John Gabber disagrees with his former business partner.

"He's a big liar," John Gabber said. "I've been working with them since 1995 when they started Country Grove East. Everything went fine, but when I bought one-third of the land for Virginia Crossing, they were spending the money like crazy."

Gabber said construction of six model homes was unnecessary, as was the leasing of luxury vehicles for personal use.

"When they started with Virginia Crossing . . . the relationship was pretty good," Gabber said. "They paid the interest on the land until Oct. 1999, which is when they ran really short."

Gabber has filed a countersuit against Strong for the remaining $400,000 he says Highmark owes him. Court dates on both cases have yet to be assigned.

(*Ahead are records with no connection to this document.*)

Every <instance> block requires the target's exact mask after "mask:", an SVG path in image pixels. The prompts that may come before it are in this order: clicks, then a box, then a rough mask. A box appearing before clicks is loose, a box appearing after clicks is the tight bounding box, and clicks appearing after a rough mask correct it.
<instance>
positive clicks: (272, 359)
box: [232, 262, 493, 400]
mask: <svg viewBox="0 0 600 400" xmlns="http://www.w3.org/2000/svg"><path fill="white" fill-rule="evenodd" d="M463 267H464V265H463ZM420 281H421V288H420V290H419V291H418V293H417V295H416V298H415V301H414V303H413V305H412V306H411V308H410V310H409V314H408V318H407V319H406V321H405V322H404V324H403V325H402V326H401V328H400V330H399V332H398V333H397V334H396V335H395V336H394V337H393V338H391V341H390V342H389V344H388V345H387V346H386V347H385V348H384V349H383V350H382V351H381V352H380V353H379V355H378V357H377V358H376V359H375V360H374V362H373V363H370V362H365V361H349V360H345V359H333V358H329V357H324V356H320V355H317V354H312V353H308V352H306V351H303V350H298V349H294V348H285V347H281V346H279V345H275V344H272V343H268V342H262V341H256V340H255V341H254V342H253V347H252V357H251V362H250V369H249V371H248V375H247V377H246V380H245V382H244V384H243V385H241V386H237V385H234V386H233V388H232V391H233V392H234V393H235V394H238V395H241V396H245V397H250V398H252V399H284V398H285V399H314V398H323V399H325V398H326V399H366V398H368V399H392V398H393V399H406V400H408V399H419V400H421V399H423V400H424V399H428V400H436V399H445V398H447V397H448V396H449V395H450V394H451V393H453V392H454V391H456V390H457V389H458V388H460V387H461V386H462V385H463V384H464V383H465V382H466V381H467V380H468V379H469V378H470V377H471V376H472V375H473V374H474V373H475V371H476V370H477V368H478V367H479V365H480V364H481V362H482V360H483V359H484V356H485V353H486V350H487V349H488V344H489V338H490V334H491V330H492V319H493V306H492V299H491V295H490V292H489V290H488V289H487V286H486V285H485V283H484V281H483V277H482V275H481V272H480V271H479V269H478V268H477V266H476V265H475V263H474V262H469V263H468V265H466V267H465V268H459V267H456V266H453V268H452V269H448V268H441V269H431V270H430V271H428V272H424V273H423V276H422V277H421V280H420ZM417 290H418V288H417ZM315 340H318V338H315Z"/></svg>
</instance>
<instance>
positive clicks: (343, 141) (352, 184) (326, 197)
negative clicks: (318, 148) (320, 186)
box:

Strong declined to talk more about the case.

"I can't go into that," he said. "That's why we're going to court. It's got to go before a judge and the judge has got to decide."

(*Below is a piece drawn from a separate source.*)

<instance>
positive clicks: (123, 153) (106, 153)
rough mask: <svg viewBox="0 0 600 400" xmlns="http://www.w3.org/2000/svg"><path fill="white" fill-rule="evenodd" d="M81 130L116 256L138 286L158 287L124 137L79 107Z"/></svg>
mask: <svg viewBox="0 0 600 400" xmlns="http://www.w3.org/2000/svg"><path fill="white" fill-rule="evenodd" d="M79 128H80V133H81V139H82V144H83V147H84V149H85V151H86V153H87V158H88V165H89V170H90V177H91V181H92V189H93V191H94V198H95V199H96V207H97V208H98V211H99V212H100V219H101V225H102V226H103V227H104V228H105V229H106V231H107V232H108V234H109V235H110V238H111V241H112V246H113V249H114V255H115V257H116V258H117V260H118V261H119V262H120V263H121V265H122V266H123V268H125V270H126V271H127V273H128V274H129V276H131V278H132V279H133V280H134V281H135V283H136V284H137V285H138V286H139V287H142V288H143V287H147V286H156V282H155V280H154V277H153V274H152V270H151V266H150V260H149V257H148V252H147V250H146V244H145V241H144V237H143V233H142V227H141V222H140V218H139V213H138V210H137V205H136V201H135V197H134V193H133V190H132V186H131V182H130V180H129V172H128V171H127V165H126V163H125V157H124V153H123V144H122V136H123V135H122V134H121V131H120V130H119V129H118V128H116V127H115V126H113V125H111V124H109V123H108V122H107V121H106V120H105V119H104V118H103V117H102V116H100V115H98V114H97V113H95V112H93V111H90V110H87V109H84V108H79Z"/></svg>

As for the infrastructure work, Strong says the city should share the blame.

Strong and Dunedin officials agreed that a $70,000 bond would be made available to the city should construction problems arise and Highmark is unable to finish the work.

"When the bond was due, the project was not totally complete," said Bob Brotherton, director of public works for Dunedin. "So we prepared a list of what needed to be done and requested the bond, but (the bank) refused to honor that."

The city continues to refuse to do the estimated $60,000 in infrastructure work.

Brotherton said the city's attorney, John Hubbard, considered suing the bank, but no such action has been taken.

Hubbard could not be reached for comment.

"The city of Dunedin had the money at their disposal but they failed to call up the performance bond and it expired," Strong said. "The money was basically in their hands and they basically forgot about it. Now they're coming after me saying I have to pay for it."

Meanwhile, Highmark owes another $378,000 to four companies for services and materials. County court records show the bulk of the debt, $287,148, is owed to Cox Lumber Co.

Citing financial troubles, and in exchange for the city's permission to allow homeowners to move into the remaining 17 homes, Strong proposed to deduct $2,020 from the sale of each home to pay for the rest of the work. But city officials rejected the proposal.

"The city of Dunedin is supposed to look out for the taxpayers' best interest," Strong said. "They need to be accountable for their mistakes and they should be trying to help the situation."